Todos los cautivos terrícolas conocían perfectamente el alfabeto telegráfico Morse por haber pertenecido a las Fuerzas Armadas Expedicionarias de Valera. De tal manera que los guiños luminosos de la lejana estrella pudieron ser perfectamente interpretados. Decían así:

«Saludos, hijos de la Tierra. Este es el autoplaneta Valera. Venimos a rescataros y no nos marcharemos hasta haberos liberado o haber hecho pedazos los planetas nahumitas. No estáis solos. Valera vela por vosotros. Tened valor. Y cuando os sintáis desfallecer alzad vuestros ojos al cielo. En él veréis a Valera cada noche lanzándoos su mensaje luminoso. Confiad en Dios y esperad.»

El mensaje, deletreado por decenas de millares de hombres y mujeres, no era muy extenso, mas sí lo suficiente para confirmar el regreso del autoplaneta y levantar las esperanzas de cuantos llevaban tres años viviendo en miserables condiciones bajo el dominio de la cruel raza nahumita. El final del mensaje luminoso de Valera fue subrayado con un aullido de entusiasmo.

Poco después, el rebaño, humano marchaba en columna hacia el campo de concentración. Bajo la plateada luz de Persen, el más próximo de los satélites de Noreh, la columna avanzaba entonando himnos patrióticos. Nada en el aspecto de aquellos hombres y mujeres recordaba a la columna de esclavos que a las pálidas tintas del amanecer recorriera el mismo camino en sentido contrario. Sus pasos sonaban recios sobre las losas de la carretera. Los pechos dilatábanse orgullosos. Las cabezas se erguían y clavaban sus ojos en el cielo, donde el hermoso astro azul repetía una y otra vez, sirviéndose del alfabeto Morse, el mensaje de salutación que la más poderosa máquina del Universo transmitía a su desamparada tripulación.
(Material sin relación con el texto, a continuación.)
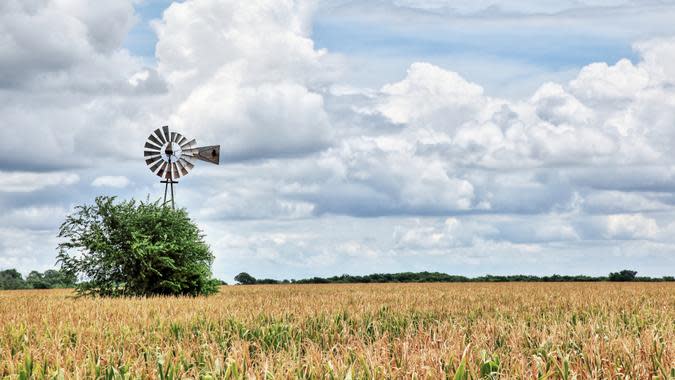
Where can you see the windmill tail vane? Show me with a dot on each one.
(170, 155)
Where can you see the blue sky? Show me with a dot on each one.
(469, 137)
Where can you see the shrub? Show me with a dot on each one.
(135, 249)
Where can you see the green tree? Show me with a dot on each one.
(59, 279)
(134, 248)
(36, 280)
(11, 279)
(245, 279)
(624, 275)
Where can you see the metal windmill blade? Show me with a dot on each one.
(170, 155)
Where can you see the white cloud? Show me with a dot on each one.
(21, 182)
(243, 72)
(324, 175)
(631, 226)
(119, 182)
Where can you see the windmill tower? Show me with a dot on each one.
(171, 155)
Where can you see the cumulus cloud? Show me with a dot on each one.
(246, 72)
(322, 176)
(631, 226)
(119, 182)
(20, 182)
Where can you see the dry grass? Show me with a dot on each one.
(594, 330)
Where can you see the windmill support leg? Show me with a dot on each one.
(166, 188)
(172, 203)
(168, 184)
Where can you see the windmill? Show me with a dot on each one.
(171, 155)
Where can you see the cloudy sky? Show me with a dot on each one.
(468, 137)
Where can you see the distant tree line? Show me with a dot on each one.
(49, 279)
(624, 275)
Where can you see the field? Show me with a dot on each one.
(514, 330)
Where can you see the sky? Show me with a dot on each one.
(467, 137)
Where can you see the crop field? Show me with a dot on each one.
(425, 331)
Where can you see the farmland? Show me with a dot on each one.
(477, 330)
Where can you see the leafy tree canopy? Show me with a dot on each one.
(245, 279)
(135, 248)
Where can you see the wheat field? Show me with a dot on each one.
(402, 331)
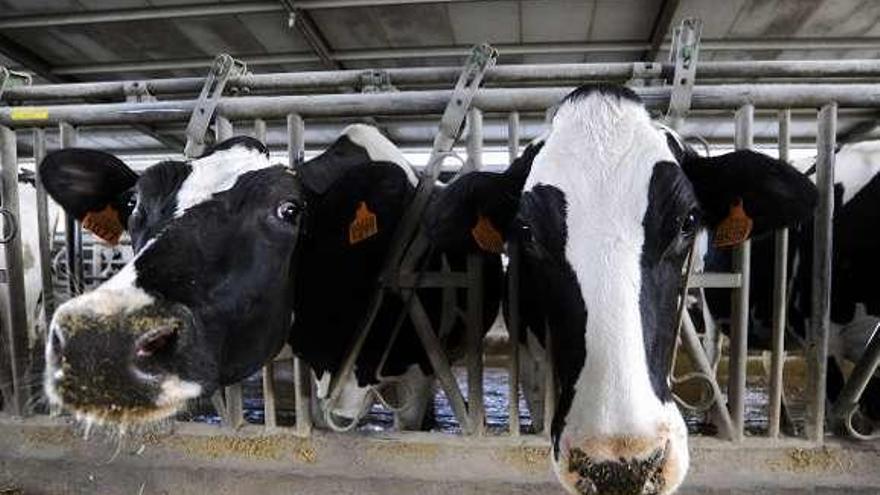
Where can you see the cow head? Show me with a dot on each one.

Los negros samobahos, a uno y otro lado de la columna sonreían con los látigos ocultos bajo el brazo. También hasta ellos llegaba la luz de esperanza irradiada de aquella estrella recién nacida en el firmamento de Nahum.

Los prisioneros entraban en su campo cuando un veloz y hermoso rayo azul surcó el espacio en dirección a Valera.